Comment

EDITORIAL

Audit reveals stupidity of Australia's refugee detention policy

The federal government's offshore detention policy, an expedient extension of that of its Labor predecessor, not only falls far short of humanitarian and international legal standards, but of the basic financial rectitude that ought to underpin the expenditure of taxpayers' money.

The damaging and unending internment on Nauru and on Papua New Guinea's Manus Island of hundreds of vulnerable people fleeing persecution and worse is, in other words, not only immoral, but a cavalier misuse of billions of dollars of scarce public funds.

We know this because the people's financial watchdog, the Commonwealth auditor, in recent days released a report showing breaches by the government and its bureaucrats of fundamental rules governing spending.

This compounds the sheer fiscal stupidity of a policy that costs taxpayers $500,000 a year to keep a refugee – and as many as 90 per cent of the relatively small number of asylum seekers who have arrived by boat in recent years are proven to be genuine refugees – in these cruel offshore camps, as against $12,000 to process a person onshore in the community.

The Australian National Audit Office's damning assessment is that the Immigration Department has "fallen well short" of expected standards in its management of contracts for detention facilities on Manus Island and Nauru. While we do not claim corruption has occurred, the degree of ineptitude and/or recklessness uncovered creates a fertile environment for dishonesty and a lack of probity.

The debacle beggars belief. The report found that of $2.3 billion paid over 40 months, $1.1 billion was approved without appropriate authorisation.

Advertisement

A further $1.1 billion was paid with "no departmental record" of who had authorised the transfers. The watchdog concluded the contracts' lack of effective guidelines and management mechanisms stemmed in part from the "great haste" with which the detention centres were established in 2012-13.

The Department of Immigration and Border Protection even failed to inform the Australian government's self-managed insurance fund, Comcover, about a new $75 million facility in Nauru – so the building was not insured when it burnt down in a riot in 2013, within weeks of being commissioned.

It gets worse.

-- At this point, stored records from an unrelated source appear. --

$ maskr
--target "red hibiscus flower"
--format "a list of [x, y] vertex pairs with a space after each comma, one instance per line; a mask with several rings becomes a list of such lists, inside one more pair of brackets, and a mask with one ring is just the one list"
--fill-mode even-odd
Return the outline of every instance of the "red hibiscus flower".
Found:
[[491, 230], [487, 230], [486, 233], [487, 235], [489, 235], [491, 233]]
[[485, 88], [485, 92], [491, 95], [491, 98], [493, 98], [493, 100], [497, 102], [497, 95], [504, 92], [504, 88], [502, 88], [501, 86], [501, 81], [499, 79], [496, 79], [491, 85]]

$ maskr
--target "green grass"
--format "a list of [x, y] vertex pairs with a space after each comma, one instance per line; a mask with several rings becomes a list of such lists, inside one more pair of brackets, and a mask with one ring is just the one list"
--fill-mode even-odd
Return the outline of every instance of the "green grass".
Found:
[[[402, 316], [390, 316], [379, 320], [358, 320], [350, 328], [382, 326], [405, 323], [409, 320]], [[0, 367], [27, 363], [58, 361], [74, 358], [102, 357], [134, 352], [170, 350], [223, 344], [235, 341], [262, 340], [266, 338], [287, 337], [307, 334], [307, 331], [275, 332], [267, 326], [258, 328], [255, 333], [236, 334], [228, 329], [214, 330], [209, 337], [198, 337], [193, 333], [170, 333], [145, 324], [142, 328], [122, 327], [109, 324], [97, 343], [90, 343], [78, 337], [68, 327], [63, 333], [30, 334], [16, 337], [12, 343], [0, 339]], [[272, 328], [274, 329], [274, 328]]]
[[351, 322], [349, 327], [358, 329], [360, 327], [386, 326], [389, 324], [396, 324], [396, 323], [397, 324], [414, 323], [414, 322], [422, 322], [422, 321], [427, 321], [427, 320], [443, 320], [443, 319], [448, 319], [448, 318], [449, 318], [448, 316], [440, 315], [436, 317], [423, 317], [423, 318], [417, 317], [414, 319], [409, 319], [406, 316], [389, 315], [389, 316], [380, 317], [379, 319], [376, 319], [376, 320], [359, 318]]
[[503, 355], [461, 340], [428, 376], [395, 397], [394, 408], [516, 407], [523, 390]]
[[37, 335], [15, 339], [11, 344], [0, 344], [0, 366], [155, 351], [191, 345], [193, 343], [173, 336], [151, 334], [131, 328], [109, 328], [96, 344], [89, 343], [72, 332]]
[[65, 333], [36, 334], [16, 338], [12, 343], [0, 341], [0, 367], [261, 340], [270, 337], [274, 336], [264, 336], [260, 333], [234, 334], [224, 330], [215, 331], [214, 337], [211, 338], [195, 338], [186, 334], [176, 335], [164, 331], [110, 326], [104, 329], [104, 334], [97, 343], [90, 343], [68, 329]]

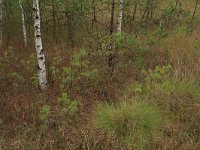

The audit office delivered a similarly shocking report back in September, identifying "serious and persistent deficiencies" in the department's procurement of garrison support and welfare services for the centres.

With risible understatement, the feckless department is now acknowledging on its website that "its decision-making processes in this complex and rapidly evolving environment may not have been adequately documented". Quite. And adding irony to injury, the audit itself cost taxpayers $1.5 million.

There were 871 people detained on Manus Island and 383 on Nauru at the end of November. More live now in the struggling Nauruan community. They should all be brought to Australia, where they can be processed quickly and safely.

In any case, Papua New Guinea's highest court almost a year ago declared the Manus Island centre unconstitutional, so the situation is unsustainable. The refugee issue is difficult and complex; were there a ready solution it would have been implemented long ago.

Preventing people from perishing at sea is a noble aim. Well-resourced regional processing centres should be set up, removing the incentive to get on boats. The situation will be mitigated, but not solved, should incoming US President Donald Trump uphold an agreement for his nation to accept some of the refugees. But our government must shut these disgraceful centres.